Après le lynchage d’un présumé voleur de moto mardi dernier dans leur quartier, les jeunes de Morioulén, dans la commune urbaine de Kankan, étaient ce jeudi 3 décembre 2020, aux devantures des bureaux du préfet et du maire de Kankan pour exiger la destitution de leur nouveau chef de quartier, qu’ils accusent de s’être autoproclamé patron de leur localité, rapporte le correspondant du Djely en Haute-Guinée.

En effet, quelques mois après le décès de celui qui dirigeait le quartier depuis des années, un membre de l’ancienne équipe se serait passé comme le nouveau patron du quartier. Ce que ne digèrent pas les jeunes du quartier.

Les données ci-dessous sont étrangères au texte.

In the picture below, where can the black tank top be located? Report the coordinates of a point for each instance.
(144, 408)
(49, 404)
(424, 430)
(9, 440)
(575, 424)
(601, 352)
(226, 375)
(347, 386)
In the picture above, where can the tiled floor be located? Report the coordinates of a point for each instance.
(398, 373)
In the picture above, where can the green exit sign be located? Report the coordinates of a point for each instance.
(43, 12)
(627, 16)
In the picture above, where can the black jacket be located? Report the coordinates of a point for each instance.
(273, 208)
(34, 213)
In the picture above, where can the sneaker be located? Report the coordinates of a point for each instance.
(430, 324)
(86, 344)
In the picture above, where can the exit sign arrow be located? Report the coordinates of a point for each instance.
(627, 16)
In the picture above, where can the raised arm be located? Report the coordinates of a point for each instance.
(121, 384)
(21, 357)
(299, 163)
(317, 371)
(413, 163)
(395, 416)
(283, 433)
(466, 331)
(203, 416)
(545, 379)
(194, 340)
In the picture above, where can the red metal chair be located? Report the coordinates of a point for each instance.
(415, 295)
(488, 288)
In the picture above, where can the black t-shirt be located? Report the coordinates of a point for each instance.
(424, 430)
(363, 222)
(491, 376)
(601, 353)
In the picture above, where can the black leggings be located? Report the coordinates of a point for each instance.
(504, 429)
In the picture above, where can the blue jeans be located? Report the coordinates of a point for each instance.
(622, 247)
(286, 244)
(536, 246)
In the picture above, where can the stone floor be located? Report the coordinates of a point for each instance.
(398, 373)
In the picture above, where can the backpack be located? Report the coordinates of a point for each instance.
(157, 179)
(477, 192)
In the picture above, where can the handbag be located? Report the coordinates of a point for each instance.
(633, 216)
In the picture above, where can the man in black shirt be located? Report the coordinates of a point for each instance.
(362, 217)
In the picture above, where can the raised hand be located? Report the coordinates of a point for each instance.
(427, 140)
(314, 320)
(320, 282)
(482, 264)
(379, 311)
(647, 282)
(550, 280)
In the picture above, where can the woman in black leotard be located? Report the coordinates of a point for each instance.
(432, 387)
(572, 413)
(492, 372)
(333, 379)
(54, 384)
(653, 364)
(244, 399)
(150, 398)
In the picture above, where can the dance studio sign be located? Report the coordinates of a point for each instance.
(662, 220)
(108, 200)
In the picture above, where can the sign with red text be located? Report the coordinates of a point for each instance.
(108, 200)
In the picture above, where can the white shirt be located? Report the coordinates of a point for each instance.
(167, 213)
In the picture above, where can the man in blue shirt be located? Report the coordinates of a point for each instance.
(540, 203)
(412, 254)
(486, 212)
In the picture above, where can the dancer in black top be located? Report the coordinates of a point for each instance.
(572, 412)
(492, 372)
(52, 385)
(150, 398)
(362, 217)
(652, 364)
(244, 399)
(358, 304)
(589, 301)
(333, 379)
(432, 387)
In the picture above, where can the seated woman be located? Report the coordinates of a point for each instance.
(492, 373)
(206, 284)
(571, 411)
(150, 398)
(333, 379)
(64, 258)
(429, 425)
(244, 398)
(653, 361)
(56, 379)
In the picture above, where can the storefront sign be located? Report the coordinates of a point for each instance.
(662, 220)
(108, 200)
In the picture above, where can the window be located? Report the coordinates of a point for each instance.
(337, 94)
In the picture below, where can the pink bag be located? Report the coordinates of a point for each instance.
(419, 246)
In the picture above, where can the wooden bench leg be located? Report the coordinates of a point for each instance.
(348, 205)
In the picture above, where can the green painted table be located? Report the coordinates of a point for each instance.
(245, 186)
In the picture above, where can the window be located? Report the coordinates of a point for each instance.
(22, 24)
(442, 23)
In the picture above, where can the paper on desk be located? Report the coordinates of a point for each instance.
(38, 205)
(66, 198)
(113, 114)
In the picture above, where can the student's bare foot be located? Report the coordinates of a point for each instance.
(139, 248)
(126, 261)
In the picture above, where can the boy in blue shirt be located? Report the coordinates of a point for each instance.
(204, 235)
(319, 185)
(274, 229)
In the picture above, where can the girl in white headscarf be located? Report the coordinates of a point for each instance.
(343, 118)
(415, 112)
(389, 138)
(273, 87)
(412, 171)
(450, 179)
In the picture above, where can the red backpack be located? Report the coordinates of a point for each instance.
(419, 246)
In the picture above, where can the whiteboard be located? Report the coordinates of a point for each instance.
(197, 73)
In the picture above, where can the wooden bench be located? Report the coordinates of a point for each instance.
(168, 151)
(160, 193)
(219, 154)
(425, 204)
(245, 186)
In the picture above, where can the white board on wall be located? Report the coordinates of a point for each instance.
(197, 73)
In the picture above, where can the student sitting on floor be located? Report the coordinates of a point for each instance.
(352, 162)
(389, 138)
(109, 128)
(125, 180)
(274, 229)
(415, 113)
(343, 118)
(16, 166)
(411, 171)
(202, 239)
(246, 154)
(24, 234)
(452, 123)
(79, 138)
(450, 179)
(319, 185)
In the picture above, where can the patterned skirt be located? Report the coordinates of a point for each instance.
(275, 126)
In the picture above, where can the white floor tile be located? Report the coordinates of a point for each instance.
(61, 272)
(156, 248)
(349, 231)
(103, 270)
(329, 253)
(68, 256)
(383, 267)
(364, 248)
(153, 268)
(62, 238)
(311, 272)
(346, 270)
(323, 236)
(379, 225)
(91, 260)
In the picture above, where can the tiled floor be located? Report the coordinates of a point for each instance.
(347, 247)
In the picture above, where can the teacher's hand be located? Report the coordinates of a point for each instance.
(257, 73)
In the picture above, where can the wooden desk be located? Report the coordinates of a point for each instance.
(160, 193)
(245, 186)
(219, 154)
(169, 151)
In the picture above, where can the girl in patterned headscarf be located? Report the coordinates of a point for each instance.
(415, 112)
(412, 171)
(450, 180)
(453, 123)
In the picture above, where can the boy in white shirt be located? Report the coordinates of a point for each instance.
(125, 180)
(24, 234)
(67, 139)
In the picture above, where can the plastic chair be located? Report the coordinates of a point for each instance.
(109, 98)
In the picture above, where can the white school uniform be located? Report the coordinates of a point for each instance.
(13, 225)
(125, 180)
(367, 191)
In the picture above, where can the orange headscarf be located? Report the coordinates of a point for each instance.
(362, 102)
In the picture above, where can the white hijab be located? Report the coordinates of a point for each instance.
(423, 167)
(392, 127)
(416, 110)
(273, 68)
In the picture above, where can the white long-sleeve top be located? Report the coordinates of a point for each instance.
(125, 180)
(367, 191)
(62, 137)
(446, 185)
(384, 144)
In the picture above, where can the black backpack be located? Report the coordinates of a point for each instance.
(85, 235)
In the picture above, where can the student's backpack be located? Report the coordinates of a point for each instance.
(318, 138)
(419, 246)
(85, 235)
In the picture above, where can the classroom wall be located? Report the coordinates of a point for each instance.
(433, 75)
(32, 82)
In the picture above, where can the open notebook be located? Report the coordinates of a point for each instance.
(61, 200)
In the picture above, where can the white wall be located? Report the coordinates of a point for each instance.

Kalil Touré, le porte-parole des protestataires, est revenu sur les raisons de leurs mécontentements : « Quand notre ancien chef de quartier est décédé, on a vu un membre du conseil de quartier s’autoproclamer nouveau chef. Cela a créé des discussions lors des cérémonies de baptême, de mariage, où il s’est présenté comme  le nouveau responsable. Or, les gens le détestent parce qu’il n’est pas instruit ni apte à diriger notre quartier. Alors pour éviter que les discussions continuent dans le quartier, nous nous sommes déplacés pour venir voir le maire et le préfet. On veut savoir si ce sont eux qui ont installé ce Monsieur comme notre nouveau chef de quartier, après le décès de celui qui était connu de tous. On a déjà rencontré certains vices-maires qui nous ont dit qu’ils ne peuvent pas le confirmer ; que parce qu’aucun chef de quartier n’est installé pour le moment. Mais le maire de Kankan, à travers son secrétaire général, nous a fait savoir que ce Monsieur mérite d’être notre chef parce qu’il a été désigné par le défunt chef comme son successeur. Ce que nous contestons parce que le pouvoir n’est pas un héritage. Si le maire et sa suite ne changent pas de position, qu’ils s’attendent à la révolte féroce des jeunes », a-t-il menacé.

Après le bureau du maire, ces jeunes protestataires se sont dirigés vers la préfecture dans l’espoir d’avoir gain de cause. Mais le préfet n’y était pas, étant en déplacement. Avant de regagner leur base, ils ont menacé de destituer eux-mêmes, leur chef de quartier autoproclamé dans les jours à venir. Ils promettent de poursuivre leur combat jusqu’à la satisfaction de cette revendication qu’ils estiment légitime.